An important argument for the status quo
In light of
Aaron David Miller and
Richard Haass throwing in the towel on the Middle East 'peace process,' Youssef Ibrahim asks what should come next. The
answer may surprise some people.
The new enemy rising to challenge America is not an unresolved dispute between Israelis and Palestinians but Islamic fundamentalism that rejects all western concepts of modernization and equal rights for women and citizens. Its tentacles run out of Afghanistan, Pakistan and Saudi Arabia, ironically all three categorized as friends of the USA.
Finally, as paradigms go, strategically and tactically speaking, the US has no closer ally in the world than Israel. We could not operate in the Middle East without Israeli assistance and our population, the grand majority of Americans and their representatives in Congress, would never allow Israel to stand alone under attack. This is a basic fact of political life in America that the Obama White House understands too well.
Speaking as an Arab-American, I welcome the protection that Israel’s existence as a minority Jewish state in the Muslim Middle East projects for other minorities including some 25 million Christian Arabs under extreme pressure, 30 million Kurds and other tribal or religious populations who must live free of persecution. Israel stands as a symbol that it is possible to have a multi-cultural tolerant Middle East.
What Miller and Zinni and more analysts are asking is why, therefore, is this administration expanding such extraordinary resources to resolve what clearly has receded to a minor strategic threat when far greater menaces loom?
As Miller pointed out on CNN in an interview with John King: Would Obama become the first US president on whose watch Iran turns into nuclear power? He also wonders, correctly, if Israeli’s Prime Minister Benjamin Netanyahu would accept being the first Israeli prime minister to let this happen.
Another primary strategic concern for the USA is the ongoing disintegrations of both Iraq and Afghanistan.
What is our strategy in Iraq should civil war break out again as it seems it could? How do we define “winning” there? And, will thousands of American forces in Afghanistan do baby-sitting for a decade, or longer?
These appear pressing issues with not a single indication of an American strategy.
On the Israeli side, one can assume the country can take care of itself militarily and otherwise. It has matured into a nation of 7.5 million including 1.5 million Arab Israelis who are not as unhappy as their Palestinian brethren suggest, and would, if pressed, more likely opt for an Israeli quality of life. Israel just hit a per capita income level of around $ 35,000, putting it squarely in the higher-ranks of the industrialized Western living standards, with an economy bigger than all its neighboring countries. It has never lost a war and can still win any.
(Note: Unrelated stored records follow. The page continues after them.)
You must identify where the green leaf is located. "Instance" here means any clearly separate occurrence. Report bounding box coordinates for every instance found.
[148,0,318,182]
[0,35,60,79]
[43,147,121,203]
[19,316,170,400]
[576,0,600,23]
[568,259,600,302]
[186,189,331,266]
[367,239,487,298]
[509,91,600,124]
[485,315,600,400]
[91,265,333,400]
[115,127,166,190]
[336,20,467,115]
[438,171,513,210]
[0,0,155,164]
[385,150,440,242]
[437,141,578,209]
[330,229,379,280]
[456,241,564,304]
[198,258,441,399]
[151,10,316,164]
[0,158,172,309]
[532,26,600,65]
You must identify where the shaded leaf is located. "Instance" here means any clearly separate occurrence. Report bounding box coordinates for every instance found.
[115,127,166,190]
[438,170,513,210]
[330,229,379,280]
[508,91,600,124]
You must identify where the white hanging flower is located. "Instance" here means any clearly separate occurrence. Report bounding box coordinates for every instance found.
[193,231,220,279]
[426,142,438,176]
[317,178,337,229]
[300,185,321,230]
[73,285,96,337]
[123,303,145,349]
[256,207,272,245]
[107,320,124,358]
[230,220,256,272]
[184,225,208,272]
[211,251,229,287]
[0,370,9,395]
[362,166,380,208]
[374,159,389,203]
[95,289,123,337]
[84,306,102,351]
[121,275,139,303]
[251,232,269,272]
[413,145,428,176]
Beyond this, the best strategy for the White House, when it comes to those Middle East ‘’tribes with flags,’’ may be “benign neglect.” When you think of it, despite predictions of dire consequences such as World War Three out there, the Middle East dispute has already survived quite well, with various accommodations, for over a 100 years.
Read the whole thing. I wonder if anyone in the Obama White House is listening.
2 Comments:
Obama white House is like a pervert addicted to his perversion: he cannot see anything else and must practise it regardless. The psychopaths in the White House.
The Obama White House is addicted to a certain path regardless of whether it does any good because its politically correct. The evidence says the Palestinians don't want a state and the Israelis prefer things the way they are because anything other than the status quo is even worse. In this face of all this, the Obami are determined to inflict misery on both Arabs and Jews like. The proximity talks appear headed nowhere. It seems the facts of life in the Middle East escape the Obama Administration.